Sindung mengambil tempat duduk, menatap kagum wajah dan penampilan kekasihnya.
"Rapi banget, Ning. Ada tencana pergi kemana?"
Tining tersipu, menyibakkan  rambut dan melempar tawa kecil.
"Ah, ndak kemana mana."
"Cantik banget dandananmu lho."
"Masa iya?"
"Tumben2an dandan seperti itu. Baumu harum, ....wanginya kembang kantil "
Sindung tertawa menggoda.
"Seperti gadis yang mau dikawinin, Ning. ...seperti mau jadi manten"
"Hush, kok kamu ngomongnya gitu sih."
"Aku kagum melihatmu begini."
Tining menunduk. Beberapa helai anak rambut jatuh menutupi sebagian wajahnya.  Lama mereka saling terdiam, hingga Sindung merasakan sedikit sesak dalam dadanya. Ada firasat. Firasat yang tak pernah bisa dimengerti oleh Sindung. Perasaan hampa, atau apa. Sungguh yang dirasakan Sindung cuma kegundahan tanpa sebab.
Hingga akhirnya Sindung memberanikan diri bertanya:
"Ning...."
"Aku memang mau jadi manten nDung." Tining menukas cepat.
Kalaulah ada kalajengking menyengat, mungkin Sindung tidak akan sekaget itu.
Tergagap dia bertanya:
"Aapaa, apa yang kamu maksud?"
"Kau sudah mendengar. Aku memang akan menjadi pengantin tidak lama lagi."

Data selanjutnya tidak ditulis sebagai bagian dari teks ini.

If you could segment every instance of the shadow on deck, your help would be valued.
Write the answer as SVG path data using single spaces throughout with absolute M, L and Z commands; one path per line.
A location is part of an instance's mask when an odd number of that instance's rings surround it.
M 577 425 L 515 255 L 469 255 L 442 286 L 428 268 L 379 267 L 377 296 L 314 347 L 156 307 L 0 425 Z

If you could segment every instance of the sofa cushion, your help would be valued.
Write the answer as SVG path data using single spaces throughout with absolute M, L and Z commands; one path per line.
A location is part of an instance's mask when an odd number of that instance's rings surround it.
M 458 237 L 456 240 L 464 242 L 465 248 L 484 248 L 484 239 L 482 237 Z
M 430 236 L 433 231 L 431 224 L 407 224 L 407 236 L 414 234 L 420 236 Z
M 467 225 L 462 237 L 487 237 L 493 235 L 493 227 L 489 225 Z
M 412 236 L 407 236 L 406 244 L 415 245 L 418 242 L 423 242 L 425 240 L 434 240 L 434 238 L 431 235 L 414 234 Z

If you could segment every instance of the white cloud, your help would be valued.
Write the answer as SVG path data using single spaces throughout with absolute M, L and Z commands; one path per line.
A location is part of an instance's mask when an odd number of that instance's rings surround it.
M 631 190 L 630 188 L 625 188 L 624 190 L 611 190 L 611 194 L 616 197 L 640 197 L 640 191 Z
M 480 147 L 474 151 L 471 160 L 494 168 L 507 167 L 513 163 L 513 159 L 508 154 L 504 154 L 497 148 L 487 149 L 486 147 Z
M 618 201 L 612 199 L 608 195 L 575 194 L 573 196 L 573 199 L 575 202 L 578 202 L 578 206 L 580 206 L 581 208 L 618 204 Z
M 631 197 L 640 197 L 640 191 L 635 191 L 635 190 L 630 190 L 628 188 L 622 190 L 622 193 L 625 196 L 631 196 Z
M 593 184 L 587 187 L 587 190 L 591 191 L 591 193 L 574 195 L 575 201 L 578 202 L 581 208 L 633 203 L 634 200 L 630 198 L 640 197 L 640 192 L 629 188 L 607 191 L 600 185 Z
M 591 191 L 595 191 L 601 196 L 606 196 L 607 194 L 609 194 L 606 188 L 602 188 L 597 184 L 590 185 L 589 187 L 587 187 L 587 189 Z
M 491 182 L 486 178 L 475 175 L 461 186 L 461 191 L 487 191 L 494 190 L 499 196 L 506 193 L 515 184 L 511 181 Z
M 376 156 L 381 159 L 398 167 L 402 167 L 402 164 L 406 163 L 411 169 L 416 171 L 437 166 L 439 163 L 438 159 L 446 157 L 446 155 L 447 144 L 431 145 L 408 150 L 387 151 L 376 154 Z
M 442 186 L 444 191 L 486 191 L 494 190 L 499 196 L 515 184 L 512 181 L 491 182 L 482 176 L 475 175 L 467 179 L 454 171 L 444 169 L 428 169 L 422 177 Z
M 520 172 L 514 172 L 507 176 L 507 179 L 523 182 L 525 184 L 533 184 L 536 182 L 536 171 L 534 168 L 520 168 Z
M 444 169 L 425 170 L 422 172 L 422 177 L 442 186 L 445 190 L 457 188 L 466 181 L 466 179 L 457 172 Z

"Maksudmu dengan...." Sindung menunjuk kedadanya sendiri.
Tining menggeleng
Sindung jadi blingsatan.
"Jadi,... Dengan siapa kau akan..."
"Kau tidak mengenalnya."
"Gusti Allah...!"
Sindung meremas rambutnya. Kepalanya serasa pecah. Jadi selama ini kita ngapain saja, Tining? Hah? Kukira kau perempuan paling manis yang menggenggam kesetiaan sampai mati. Minimal sampai kita memasuki gerbang pernikahan. Ternyata...astaganaga! Ya Allah ya Gusti....paringono kiyat!
Tining terlihat begitu tenang menatapnya. Begitu manis menikmati kegalauan Sindung. Begitu dingin melihat kehancuran kekasih hati yang selama ini amat sangat tetlihat mencintainya. Tak seorangpun di desa kecil itu akan menyangkal, betapa keduanya selalu terlihat mesra dimana mana.
"Maaf, nDung. Aku...."
Sindung menngelus dada. Menyisir rambut dengan.jemari, berusaha tenang, berusaha kalem, tidak brangasan, tidak mencaci, tidak mengumpat, tidak membiarkan niat buruknya ingin jadi pembunuh.
Dia cuma bertanya datar:
"Dimana kau mengenal laki2 itu?"
"Di pesisir."
"Kapan?"
"Maaf, nDung. Aku lupa."
Sindung mengatubkan bibir kuat2. Mengertakkan geraham menahan pekik kemarahan yang nyaris meledakkan dada. Sepasang matanya menatap kuyu. Sedikit berair. Terasa seperti mengandung pasir.
"Lupa...?" desisnya. "Bagus. Maka mulai sekarang kau boleh lupa padaku. Kau bebas berbuat apa saja. Sampai disini kita selesai."
"Ndung....kita bisa berteman.."
Sindung berdiri, tetsenyum pahit. Berteman, katanya! Enak amat.
"Mau kemana, nDung?"
Kini Sindung tertawa. Menertawakan diri sendiri. Baru disadari. Betapa goblok dirinya jadi laki laki. Selama ini hampir setiap hari mereka bertemu. Kedua pihak orangtua juga saling mengenal dengan baik. Saling mengetaui hubungan khusus antara dirinya dan Tining. Namun rasanya seperti orang yang baru kemalingan. Baru tau sesuatu yang amat  dicintai telah dicuri orang. Sindung bisa menduga, lelaki yang menginginkan Tining pasti bukan penduduk setempat.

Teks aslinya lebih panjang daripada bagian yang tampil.